Video of a car being smuggled into the southern Gaza Strip
In the gloomy half light, a bulldozer strains to pull something through a roughly cut tunnel.
It's over 2m (6.5ft) high and close to 3m (10ft) wide, propped up by wooden supports.
Workers shout encouragement as the ceiling begins to collapse.
Suddenly a car, headlights glaring, lurches forward.
Filmed deep underground on the border between Gaza and Egypt, the mobile phone footage obtained by the BBC is conclusive proof of what has been rumoured in Gaza since last year - the tunnelling operation is now so advanced that entire brand new cars are now being smuggled into Gaza.
"What else could I do?" says Ahmed Bahloul, a successful businessman who owns a car garage, standing next to his brand new black Hyundai saloon.
"I wanted a new car, but because of Israel's blockade, the only way I could get it is through the tunnels."
We only have one car in the showroom... I can't sell it because it is the only new car I have to put on display
Marwan Kishawi, Car dealer
For the past three years, Israel has enforced a tightened economic blockade on Gaza, only allowing in limited humanitarian aid.
Israel says this is necessary to stop weapons being smuggled in to Palestinian militant groups inside Gaza and to put pressure on the Islamist movement Hamas, which controls the Strip.
Egypt has also closed its border with Gaza, only opening it occasionally.
But hundreds of tunnels have been dug under the border, through which a vast range of goods is smuggled in from Egypt.
Mr Bahloul paid $38,000 (£25,000) for his new car. Of that, $10,000 went to the tunnel operators, he says.
"It's a lot of money, but I wanted a new car," he says.
There are very few new cars in Gaza.
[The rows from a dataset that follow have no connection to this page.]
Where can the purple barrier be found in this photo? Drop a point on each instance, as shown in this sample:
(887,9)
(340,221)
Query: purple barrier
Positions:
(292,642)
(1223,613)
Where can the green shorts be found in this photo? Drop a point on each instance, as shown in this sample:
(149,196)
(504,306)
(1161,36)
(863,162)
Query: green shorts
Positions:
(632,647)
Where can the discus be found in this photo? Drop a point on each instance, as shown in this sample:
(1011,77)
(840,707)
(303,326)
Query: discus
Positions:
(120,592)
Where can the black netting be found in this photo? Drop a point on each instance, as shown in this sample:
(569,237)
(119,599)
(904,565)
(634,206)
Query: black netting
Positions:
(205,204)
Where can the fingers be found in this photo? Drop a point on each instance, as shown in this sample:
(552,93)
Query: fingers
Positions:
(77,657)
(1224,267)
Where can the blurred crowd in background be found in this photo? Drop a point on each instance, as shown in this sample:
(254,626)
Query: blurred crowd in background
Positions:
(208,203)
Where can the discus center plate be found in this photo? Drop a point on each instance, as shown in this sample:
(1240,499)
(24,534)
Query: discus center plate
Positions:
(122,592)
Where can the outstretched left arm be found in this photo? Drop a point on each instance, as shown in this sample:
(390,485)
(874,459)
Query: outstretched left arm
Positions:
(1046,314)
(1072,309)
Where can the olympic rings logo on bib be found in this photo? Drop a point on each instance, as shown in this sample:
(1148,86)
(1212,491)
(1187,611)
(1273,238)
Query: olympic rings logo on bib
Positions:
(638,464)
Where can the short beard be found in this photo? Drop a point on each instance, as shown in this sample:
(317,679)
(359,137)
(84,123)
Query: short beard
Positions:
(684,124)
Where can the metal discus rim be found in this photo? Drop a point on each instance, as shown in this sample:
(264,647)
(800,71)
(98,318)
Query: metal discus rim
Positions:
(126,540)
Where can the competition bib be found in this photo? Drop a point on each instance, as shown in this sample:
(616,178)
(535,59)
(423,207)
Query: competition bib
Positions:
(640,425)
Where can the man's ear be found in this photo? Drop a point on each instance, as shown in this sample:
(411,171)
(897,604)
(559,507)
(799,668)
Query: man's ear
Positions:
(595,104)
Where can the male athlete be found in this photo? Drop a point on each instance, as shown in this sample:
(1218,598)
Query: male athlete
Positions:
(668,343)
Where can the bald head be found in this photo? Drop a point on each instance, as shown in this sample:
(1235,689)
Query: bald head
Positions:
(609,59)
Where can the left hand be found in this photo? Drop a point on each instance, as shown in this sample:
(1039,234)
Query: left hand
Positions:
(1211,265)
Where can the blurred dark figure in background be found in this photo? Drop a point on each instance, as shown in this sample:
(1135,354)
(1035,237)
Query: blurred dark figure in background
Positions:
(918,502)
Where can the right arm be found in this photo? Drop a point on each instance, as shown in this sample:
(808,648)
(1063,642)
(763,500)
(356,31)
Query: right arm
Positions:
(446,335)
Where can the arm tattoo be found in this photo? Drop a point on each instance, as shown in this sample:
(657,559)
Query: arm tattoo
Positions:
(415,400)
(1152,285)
Locals estimate that only around 200 have been smuggled in through the tunnels in the past three years.
In the past, cars were cut up to smuggle them though narrower tunnels. But the tunnels have now been widened.
Ahmed Bahloul, proud owner of a brand new Hyundai
The lack of new cars means many cars in Gaza have seen better days.
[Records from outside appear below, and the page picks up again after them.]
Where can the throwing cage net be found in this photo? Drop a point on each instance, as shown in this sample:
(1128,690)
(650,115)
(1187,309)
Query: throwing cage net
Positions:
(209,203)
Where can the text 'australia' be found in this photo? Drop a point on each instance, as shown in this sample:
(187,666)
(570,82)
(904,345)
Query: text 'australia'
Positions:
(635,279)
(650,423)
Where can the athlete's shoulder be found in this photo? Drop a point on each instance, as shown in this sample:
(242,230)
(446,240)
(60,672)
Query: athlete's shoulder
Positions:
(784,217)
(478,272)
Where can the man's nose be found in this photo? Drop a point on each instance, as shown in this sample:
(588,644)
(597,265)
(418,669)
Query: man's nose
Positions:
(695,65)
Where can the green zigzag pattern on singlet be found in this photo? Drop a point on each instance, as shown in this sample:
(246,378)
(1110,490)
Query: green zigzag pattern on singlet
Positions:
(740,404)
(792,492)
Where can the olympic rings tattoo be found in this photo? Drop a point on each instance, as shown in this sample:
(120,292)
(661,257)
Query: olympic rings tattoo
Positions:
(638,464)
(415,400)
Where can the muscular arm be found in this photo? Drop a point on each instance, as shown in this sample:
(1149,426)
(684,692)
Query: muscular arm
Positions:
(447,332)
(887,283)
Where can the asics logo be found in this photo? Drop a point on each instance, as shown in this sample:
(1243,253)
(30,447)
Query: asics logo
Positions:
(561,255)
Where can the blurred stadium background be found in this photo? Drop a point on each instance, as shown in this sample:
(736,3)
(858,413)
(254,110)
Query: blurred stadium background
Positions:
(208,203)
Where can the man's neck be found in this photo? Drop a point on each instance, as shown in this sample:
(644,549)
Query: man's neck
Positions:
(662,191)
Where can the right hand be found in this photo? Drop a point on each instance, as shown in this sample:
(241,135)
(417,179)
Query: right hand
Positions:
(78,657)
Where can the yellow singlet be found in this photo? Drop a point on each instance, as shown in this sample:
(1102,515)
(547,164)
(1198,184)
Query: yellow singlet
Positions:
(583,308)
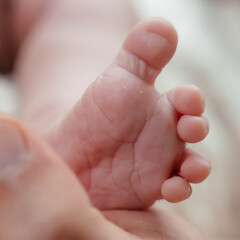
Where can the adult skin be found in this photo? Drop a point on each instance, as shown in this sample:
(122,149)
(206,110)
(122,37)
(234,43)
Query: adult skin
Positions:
(40,198)
(40,180)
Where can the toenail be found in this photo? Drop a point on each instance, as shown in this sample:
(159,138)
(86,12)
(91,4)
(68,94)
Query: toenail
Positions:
(12,146)
(205,124)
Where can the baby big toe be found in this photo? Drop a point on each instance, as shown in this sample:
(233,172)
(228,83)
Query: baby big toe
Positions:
(187,100)
(192,129)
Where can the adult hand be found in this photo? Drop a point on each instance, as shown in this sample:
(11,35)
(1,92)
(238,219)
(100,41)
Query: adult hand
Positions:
(40,198)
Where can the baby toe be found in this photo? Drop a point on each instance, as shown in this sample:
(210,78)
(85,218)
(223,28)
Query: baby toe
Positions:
(176,189)
(195,167)
(192,129)
(187,99)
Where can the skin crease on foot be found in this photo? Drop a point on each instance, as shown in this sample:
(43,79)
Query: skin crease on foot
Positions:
(34,175)
(123,139)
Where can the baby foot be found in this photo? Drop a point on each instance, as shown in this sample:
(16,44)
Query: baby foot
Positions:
(124,140)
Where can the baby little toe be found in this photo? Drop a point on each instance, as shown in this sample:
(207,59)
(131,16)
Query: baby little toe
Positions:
(195,167)
(176,189)
(192,129)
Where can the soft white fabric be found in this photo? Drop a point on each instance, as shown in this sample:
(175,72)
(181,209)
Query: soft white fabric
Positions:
(208,56)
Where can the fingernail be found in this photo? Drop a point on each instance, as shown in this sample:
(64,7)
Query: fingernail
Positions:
(12,146)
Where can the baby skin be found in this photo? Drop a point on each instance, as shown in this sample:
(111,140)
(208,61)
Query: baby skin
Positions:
(124,140)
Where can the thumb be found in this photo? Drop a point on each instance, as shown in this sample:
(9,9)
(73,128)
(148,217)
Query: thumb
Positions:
(40,198)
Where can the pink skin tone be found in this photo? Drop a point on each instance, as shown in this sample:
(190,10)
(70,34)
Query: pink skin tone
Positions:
(34,175)
(123,139)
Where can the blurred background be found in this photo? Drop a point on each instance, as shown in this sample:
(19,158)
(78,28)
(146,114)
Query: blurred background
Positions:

It is not uncommon to see cars 20 or 30 years old belching black smoke from the exhaust.
Many Gazans resort to re-spraying old cars to make them look new.
In a busy paint shop just outside Gaza, workers in face masks are sanding down the bodywork of old cars before repainting them.
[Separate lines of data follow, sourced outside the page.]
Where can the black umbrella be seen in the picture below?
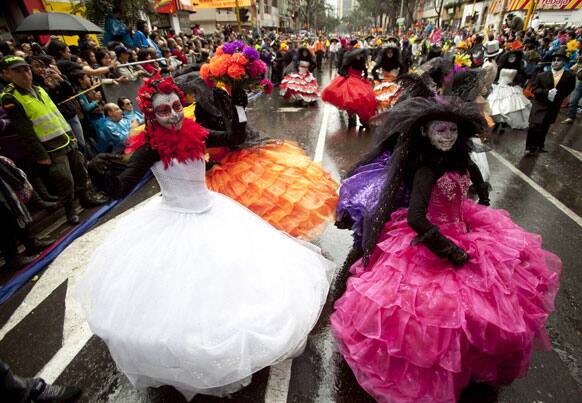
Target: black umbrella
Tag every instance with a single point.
(57, 24)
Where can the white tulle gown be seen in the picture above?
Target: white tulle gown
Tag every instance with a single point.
(195, 291)
(507, 102)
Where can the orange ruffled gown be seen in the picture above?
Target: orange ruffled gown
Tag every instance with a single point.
(278, 182)
(281, 184)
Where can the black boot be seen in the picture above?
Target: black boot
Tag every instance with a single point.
(72, 217)
(48, 393)
(36, 202)
(19, 261)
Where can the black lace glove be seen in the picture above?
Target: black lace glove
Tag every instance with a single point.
(107, 165)
(239, 97)
(235, 129)
(344, 222)
(482, 190)
(443, 247)
(104, 168)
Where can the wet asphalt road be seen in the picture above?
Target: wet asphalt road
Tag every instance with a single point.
(552, 208)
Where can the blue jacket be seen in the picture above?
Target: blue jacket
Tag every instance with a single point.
(112, 135)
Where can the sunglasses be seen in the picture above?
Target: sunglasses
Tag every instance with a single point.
(165, 110)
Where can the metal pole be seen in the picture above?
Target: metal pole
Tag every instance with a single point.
(237, 10)
(142, 62)
(532, 6)
(472, 15)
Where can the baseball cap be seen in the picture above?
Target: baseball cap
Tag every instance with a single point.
(11, 61)
(120, 50)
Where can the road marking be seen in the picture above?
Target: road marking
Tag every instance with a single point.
(278, 384)
(289, 109)
(55, 367)
(575, 153)
(558, 204)
(318, 157)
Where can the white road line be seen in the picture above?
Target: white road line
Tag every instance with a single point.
(55, 367)
(558, 204)
(318, 157)
(278, 384)
(575, 153)
(289, 109)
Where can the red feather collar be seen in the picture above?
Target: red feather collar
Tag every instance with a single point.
(188, 143)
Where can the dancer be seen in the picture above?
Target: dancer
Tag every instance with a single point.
(273, 178)
(191, 289)
(387, 90)
(508, 104)
(447, 291)
(351, 90)
(299, 84)
(550, 88)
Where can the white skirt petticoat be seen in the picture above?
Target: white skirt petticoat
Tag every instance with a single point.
(201, 301)
(509, 105)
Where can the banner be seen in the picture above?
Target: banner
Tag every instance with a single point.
(128, 90)
(185, 5)
(523, 5)
(164, 6)
(220, 3)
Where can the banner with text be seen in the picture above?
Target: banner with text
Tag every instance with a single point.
(220, 3)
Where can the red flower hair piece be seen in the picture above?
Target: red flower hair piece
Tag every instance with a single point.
(187, 143)
(156, 85)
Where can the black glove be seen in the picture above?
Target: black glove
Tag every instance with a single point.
(239, 97)
(443, 247)
(344, 222)
(482, 190)
(236, 130)
(107, 164)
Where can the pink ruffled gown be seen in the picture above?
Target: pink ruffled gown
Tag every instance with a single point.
(415, 329)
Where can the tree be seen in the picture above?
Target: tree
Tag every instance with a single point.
(438, 8)
(131, 11)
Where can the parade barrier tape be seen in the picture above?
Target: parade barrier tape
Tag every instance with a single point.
(22, 277)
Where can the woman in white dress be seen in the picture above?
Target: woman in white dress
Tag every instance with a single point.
(193, 290)
(508, 104)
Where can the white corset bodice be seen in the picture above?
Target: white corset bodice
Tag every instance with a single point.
(506, 76)
(183, 185)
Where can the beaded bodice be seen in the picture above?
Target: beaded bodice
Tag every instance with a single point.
(506, 76)
(446, 200)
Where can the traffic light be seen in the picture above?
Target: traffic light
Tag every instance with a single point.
(244, 14)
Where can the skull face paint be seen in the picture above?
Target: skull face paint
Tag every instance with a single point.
(558, 63)
(442, 134)
(169, 110)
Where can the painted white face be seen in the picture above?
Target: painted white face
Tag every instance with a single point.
(169, 110)
(557, 63)
(442, 134)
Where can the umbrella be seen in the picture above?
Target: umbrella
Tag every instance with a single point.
(57, 24)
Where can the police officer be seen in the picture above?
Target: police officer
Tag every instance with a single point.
(47, 137)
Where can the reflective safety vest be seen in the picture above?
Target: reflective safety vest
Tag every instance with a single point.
(47, 121)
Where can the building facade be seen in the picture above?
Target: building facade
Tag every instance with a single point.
(345, 8)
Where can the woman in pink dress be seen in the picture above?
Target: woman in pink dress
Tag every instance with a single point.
(447, 291)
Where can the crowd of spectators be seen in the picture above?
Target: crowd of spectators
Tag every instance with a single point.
(73, 76)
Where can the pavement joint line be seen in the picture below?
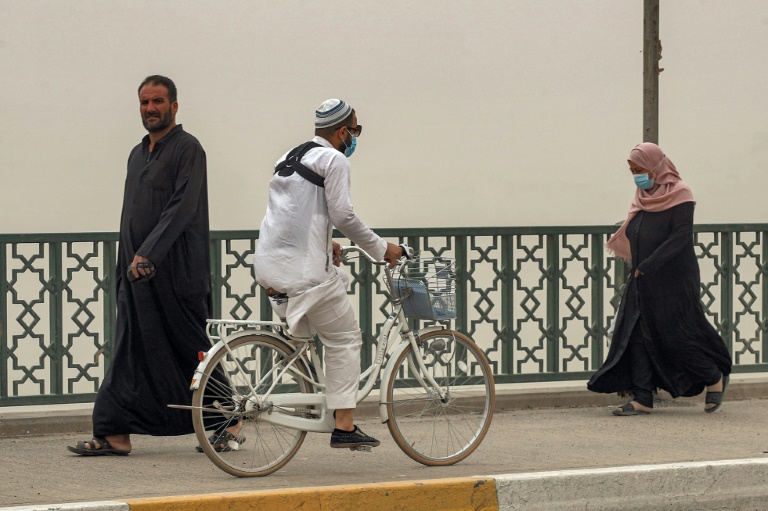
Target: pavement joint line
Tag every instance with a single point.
(479, 493)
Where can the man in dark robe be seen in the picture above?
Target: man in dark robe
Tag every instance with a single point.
(163, 283)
"Lots of people come back here over and over again," says Mohammed who works in the paint shop. "Some of the cars are 30 years old."
The number of motorbikes in Gaza has risen dramatically in the past three years because they are easier to smuggle.
There are still new car dealers in Gaza, but their showrooms are virtually empty.
Marwan Kishawi's family has been dealing Mercedes cars in Gaza City for more than 40 years.
Mohamed's paint shop does a thriving business
"Now we only have one car in the showroom," he says pointing at a bright yellow stretch taxi limousine.
"I have had this car for seven years. I have had many offers to buy it, but I can't sell it because it is the only new car I have to put on display."
Mr Kishawi says he used to import more than 100 cars a year from Israel, as well as $300,000 (£200,000) worth of parts a year.
Mr Kishawi says he cannot bring his cars in through the tunnels because they are too valuable and his suppliers at Mercedes will not allow it to happen.
He says he is spending thousands of dollars to keep the cars he has bought in storage at the border because Israel and Egypt will not allow them in.
"I haven't sold a new car for almost three years," he says, shaking with frustration. "It's desperate now."